1426  Asymmetric Encryption and Public Key Cryptography

1426.1 Learning Objectives

By the end of this chapter, you will be able to:

  • Understand Public Key Cryptography: Explain how two related keys enable secure communication without pre-shared secrets
  • Apply RSA Encryption: Understand the mathematical foundation and proper use of RSA for key exchange and signatures
  • Implement Diffie-Hellman: Use DH key exchange to establish shared secrets over insecure channels
  • Create Digital Signatures: Sign and verify messages to ensure authenticity and non-repudiation
TipIn Plain English

Asymmetric encryption uses two mathematically related keys - a public key and a private key. Think of a mailbox: anyone can drop mail through the slot (public key = encrypt), but only you have the key to open it (private key = decrypt).
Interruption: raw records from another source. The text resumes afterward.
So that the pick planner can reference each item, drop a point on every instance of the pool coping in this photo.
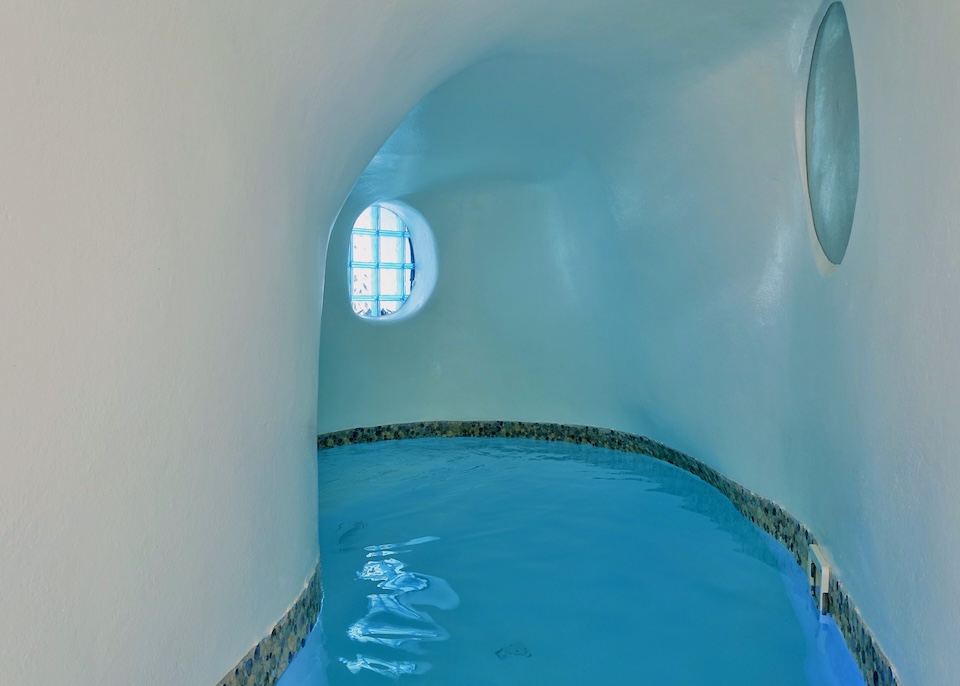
(269, 658)
(875, 667)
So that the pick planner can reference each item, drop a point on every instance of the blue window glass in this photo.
(381, 265)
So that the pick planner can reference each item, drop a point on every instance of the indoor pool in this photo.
(461, 561)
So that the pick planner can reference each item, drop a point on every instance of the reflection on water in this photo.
(396, 619)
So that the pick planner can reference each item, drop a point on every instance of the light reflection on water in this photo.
(575, 564)
(392, 620)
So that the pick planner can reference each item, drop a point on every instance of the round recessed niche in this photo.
(833, 134)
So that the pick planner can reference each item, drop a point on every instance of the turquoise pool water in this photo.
(510, 561)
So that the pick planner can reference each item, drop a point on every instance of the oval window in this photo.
(391, 262)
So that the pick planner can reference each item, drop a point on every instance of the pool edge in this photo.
(875, 666)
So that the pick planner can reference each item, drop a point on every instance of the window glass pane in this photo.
(363, 247)
(390, 306)
(390, 249)
(365, 220)
(361, 281)
(390, 281)
(389, 221)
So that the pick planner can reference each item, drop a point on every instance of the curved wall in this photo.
(624, 241)
(168, 174)
(167, 179)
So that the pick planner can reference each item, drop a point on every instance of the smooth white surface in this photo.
(168, 174)
(619, 207)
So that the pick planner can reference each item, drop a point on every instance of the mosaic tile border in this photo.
(267, 660)
(770, 517)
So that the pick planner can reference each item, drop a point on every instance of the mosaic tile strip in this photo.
(770, 517)
(267, 660)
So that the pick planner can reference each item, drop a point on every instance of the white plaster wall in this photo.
(623, 236)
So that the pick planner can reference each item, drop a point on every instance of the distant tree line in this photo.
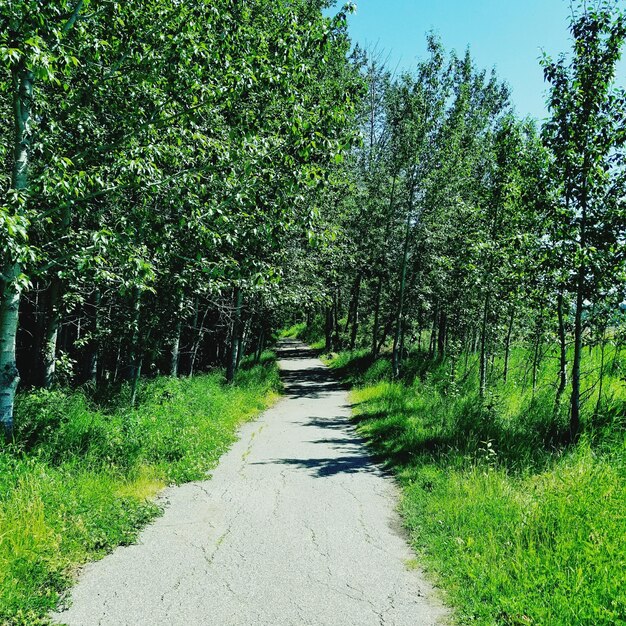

Why it matters for IoT: Asymmetric encryption solves the “key distribution problem” that plagues symmetric encryption. When you set up a new smart device, it can use the server’s public key to securely establish a connection - no need to pre-share secrets during manufacturing.

1426.2 How Asymmetric Encryption Works

Asymmetric encryption (public-key cryptography) uses two related keys: a public key for encryption and a private key for decryption.

%% fig-alt: "Asymmetric encryption flow showing sender encrypting with recipient's public key, and recipient decrypting with private key"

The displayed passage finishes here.